Feb 27 • 04:00 UTC 🇮🇹 Italy Il Giornale

Stellantis, the electric vehicle presents the bill. The budget closes in the red by 22 billion

Stellantis reports a record net loss of 22.3 billion euros for 2025, raising concerns about the viability of its electric vehicle strategy amidst economic challenges.

Stellantis, following a bold transition towards electric vehicles guided by its previous CEO Carlos Tavares, now faces significant financial challenges, posting a net loss of 22.3 billion euros for the year 2025. This downturn marks the first time the company has reported a loss since its establishment in 2021, raising alarms about its aggressive shift away from traditional combustion engines to an all-electric future ahead of EU mandates.
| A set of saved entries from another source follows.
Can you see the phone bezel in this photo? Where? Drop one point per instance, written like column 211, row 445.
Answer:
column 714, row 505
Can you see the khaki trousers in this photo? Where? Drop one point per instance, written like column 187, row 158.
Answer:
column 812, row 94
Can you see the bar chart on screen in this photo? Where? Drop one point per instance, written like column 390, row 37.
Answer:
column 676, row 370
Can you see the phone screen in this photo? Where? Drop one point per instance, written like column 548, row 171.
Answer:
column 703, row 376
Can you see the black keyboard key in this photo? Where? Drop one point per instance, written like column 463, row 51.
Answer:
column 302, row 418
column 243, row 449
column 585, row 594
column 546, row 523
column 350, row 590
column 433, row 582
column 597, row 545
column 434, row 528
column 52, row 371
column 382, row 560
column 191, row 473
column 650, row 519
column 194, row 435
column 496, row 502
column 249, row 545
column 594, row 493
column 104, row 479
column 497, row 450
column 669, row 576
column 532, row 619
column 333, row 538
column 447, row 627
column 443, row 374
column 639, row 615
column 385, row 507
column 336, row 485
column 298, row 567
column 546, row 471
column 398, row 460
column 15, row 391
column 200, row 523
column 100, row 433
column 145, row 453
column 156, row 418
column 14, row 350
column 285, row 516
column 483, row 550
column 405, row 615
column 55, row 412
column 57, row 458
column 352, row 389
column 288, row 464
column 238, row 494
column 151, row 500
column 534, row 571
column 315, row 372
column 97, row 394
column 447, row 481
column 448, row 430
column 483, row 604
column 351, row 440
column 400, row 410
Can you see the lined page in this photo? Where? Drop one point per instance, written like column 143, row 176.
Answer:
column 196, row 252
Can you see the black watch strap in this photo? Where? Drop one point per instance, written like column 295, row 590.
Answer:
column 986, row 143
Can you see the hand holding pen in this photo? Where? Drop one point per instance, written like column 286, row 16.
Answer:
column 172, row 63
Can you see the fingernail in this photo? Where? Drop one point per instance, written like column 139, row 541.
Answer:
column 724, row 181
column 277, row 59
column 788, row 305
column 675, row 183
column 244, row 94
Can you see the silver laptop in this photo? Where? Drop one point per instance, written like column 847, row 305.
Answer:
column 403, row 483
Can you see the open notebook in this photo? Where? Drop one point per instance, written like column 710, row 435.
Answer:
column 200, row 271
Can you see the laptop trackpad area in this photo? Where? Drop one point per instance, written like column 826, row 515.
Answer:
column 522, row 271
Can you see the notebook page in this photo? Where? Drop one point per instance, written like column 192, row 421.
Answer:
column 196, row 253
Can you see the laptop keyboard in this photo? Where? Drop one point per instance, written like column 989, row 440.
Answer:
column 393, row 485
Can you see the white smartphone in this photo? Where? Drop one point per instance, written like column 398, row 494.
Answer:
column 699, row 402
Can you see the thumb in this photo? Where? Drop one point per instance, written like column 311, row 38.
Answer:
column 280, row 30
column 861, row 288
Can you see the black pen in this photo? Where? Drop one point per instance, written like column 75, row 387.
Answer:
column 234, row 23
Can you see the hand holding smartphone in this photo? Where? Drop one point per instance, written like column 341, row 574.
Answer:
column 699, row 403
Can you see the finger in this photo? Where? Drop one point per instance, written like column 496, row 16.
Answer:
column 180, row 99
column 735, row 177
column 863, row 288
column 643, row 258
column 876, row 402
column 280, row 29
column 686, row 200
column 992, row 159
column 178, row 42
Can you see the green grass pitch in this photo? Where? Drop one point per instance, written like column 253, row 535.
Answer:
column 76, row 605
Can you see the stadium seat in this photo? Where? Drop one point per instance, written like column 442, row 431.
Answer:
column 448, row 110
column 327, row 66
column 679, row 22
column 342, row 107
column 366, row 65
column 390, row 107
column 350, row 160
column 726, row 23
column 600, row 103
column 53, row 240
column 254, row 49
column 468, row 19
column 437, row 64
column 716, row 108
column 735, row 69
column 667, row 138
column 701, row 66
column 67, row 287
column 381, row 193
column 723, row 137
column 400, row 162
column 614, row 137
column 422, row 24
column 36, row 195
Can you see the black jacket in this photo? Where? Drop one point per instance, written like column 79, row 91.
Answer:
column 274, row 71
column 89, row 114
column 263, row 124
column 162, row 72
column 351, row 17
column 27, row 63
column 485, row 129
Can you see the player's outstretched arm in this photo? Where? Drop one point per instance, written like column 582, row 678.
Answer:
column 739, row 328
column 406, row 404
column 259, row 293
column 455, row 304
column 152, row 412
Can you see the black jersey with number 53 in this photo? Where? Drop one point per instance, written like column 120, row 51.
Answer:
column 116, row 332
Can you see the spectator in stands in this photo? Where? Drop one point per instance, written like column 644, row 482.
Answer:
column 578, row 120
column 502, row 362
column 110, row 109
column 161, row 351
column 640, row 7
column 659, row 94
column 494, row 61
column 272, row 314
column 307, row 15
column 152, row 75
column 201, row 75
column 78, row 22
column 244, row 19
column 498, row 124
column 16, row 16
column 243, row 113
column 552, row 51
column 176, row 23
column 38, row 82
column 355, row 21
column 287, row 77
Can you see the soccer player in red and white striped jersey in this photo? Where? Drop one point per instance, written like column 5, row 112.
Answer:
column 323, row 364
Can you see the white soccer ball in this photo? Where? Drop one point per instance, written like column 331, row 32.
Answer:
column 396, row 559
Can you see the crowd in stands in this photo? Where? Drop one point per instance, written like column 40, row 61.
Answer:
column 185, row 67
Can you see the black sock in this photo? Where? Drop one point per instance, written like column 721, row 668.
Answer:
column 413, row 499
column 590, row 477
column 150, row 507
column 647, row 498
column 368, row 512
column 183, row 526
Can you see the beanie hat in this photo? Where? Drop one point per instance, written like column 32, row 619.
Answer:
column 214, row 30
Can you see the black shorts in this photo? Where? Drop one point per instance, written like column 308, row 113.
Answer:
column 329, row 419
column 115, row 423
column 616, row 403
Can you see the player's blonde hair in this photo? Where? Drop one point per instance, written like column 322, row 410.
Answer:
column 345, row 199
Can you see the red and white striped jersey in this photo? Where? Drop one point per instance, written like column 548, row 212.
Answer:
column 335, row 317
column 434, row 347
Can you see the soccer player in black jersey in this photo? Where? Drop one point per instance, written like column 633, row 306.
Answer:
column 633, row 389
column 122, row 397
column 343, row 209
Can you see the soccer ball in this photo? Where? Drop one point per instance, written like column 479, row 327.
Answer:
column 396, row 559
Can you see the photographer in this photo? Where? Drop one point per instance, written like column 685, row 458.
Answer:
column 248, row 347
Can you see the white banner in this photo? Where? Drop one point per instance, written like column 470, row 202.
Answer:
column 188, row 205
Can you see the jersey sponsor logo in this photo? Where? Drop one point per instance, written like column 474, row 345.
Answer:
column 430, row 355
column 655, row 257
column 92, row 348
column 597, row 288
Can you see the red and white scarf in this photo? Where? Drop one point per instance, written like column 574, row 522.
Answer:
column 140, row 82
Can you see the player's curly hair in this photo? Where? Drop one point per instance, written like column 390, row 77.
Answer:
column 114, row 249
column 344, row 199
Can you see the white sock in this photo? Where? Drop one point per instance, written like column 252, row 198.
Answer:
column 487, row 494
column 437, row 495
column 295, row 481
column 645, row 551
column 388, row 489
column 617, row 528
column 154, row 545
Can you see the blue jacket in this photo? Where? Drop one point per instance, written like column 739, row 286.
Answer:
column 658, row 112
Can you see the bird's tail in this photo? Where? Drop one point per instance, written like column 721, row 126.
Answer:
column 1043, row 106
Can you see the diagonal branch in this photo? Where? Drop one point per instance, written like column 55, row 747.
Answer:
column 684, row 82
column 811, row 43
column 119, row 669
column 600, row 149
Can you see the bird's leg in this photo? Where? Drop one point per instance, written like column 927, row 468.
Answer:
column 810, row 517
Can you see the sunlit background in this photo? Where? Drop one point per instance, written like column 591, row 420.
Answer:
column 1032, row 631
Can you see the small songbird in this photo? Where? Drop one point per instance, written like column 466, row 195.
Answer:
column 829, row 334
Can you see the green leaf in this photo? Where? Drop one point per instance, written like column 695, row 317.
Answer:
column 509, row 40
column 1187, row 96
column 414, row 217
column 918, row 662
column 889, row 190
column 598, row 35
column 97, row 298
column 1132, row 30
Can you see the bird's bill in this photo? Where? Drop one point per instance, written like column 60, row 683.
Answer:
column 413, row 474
The economic context surrounding this transition includes plant closures, layoffs, and struggling suppliers, which have all contributed to the company's poor financial performance.

The company's financial woes are seen as a consequence of the "Green deal" ideology evolving into what some are calling "Green fever," which has captivated most vehicle manufacturers, including Stellantis. The CEO of Stellantis, Antonio Filosa, has acknowledged these challenges, revealing a concerning landscape for the automotive industry as it grapples with meeting ambitious environmental targets amidst competitive pressures, particularly from Chinese automotive firms looking to penetrate the European market.

Stellantis's situation is symptomatic of the larger issues facing the automotive sector as it transitions to electric vehicles—issues ranging from supply chain disruptions to shifting consumer preferences. With revenues declining by 2% to 153.5 billion euros and significant losses, the future of the company's electric strategy is now uncertain, prompting a review of its launch plans and overall direction in a highly competitive market.